Thursday, January 6, 2011

Big Brother really can see everything: American Air Force surveillance drone will track movement across an entire town

By Daily Mail Reporter
Last updated at 8:46 PM on 3rd January 2011
A revolutionary new American Air Force drone will be able to track movement of insurgents in Afghanistan across entire towns.
Named Gordon Stare, it is set to be used in the country within the next few months and will be able to transmit live video of movement.
The new system will use a series of nine cameras on the remote controlled aircraft and will be able to send up to 65 images at any one time.
Revolutionary: The new Gorgon Stare surveillance system will be mounted on MQ-9 Reaper drones and track insurgents' movements across entire towns
Revolutionary: The new Gorgon Stare surveillance system will be mounted on MQ-9 Reaper drones and track insurgents' movements across entire towns
Ground staff will be able to receive real-time broadcasts of the clips, and able to transfer and store data for further analysis at a later date.

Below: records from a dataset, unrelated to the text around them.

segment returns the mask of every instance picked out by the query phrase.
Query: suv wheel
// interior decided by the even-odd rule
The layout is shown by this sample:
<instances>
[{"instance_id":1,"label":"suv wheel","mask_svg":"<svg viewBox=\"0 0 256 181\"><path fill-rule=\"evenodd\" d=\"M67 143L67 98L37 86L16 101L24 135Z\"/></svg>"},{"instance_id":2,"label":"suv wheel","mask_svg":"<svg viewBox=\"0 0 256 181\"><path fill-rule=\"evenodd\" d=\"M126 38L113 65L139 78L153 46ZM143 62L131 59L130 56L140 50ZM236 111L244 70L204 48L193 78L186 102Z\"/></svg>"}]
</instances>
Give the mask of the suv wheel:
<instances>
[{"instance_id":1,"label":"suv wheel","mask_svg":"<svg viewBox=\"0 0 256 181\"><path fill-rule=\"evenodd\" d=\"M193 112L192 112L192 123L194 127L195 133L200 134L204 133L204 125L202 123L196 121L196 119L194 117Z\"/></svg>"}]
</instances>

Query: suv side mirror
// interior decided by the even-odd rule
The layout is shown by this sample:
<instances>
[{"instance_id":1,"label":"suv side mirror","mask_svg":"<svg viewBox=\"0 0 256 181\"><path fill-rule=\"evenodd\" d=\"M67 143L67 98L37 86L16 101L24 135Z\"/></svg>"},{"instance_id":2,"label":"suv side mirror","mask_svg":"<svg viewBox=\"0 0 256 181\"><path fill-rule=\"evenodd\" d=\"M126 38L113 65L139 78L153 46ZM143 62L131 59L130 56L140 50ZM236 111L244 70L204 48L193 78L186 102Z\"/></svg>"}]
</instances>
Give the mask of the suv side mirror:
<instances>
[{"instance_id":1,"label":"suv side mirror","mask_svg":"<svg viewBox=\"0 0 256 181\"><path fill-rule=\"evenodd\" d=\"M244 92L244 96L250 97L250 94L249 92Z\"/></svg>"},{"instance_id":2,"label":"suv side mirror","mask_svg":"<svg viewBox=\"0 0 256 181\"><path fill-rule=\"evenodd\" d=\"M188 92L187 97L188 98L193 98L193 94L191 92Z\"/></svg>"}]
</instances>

The system will be deployed on board the MQ-9 Reaper drone that currently undertakes surveillance using a single mounted camera that relays information to analysts on the ground.
Major General James O. Poss, the American Air Force's assistant deputy chief of staff for intelligence, surveillance and reconnaissance said the new tool will have benefits  in the search for terrorists in the country.
Major General Poss told the Washington Post: 'Gorgon Stare will be looking at a whole city, so there will be no way for the adversary to know what we're looking at, and we can see everything.'
'With the new tool, analysts will no longer have to guess where to point the camera.'
However critics of the system say that the huge amount of information the new drone will receive will be of limited value if they cannot match it with ground intelligence.
They also add that the military does not have the manpower to go through imagery the drones will provide.
Gorgon Stare has been in development for around 18 months and its release coincides with a huge increase in aerial surveillance in Afghanistan, which has doubled since January 2010.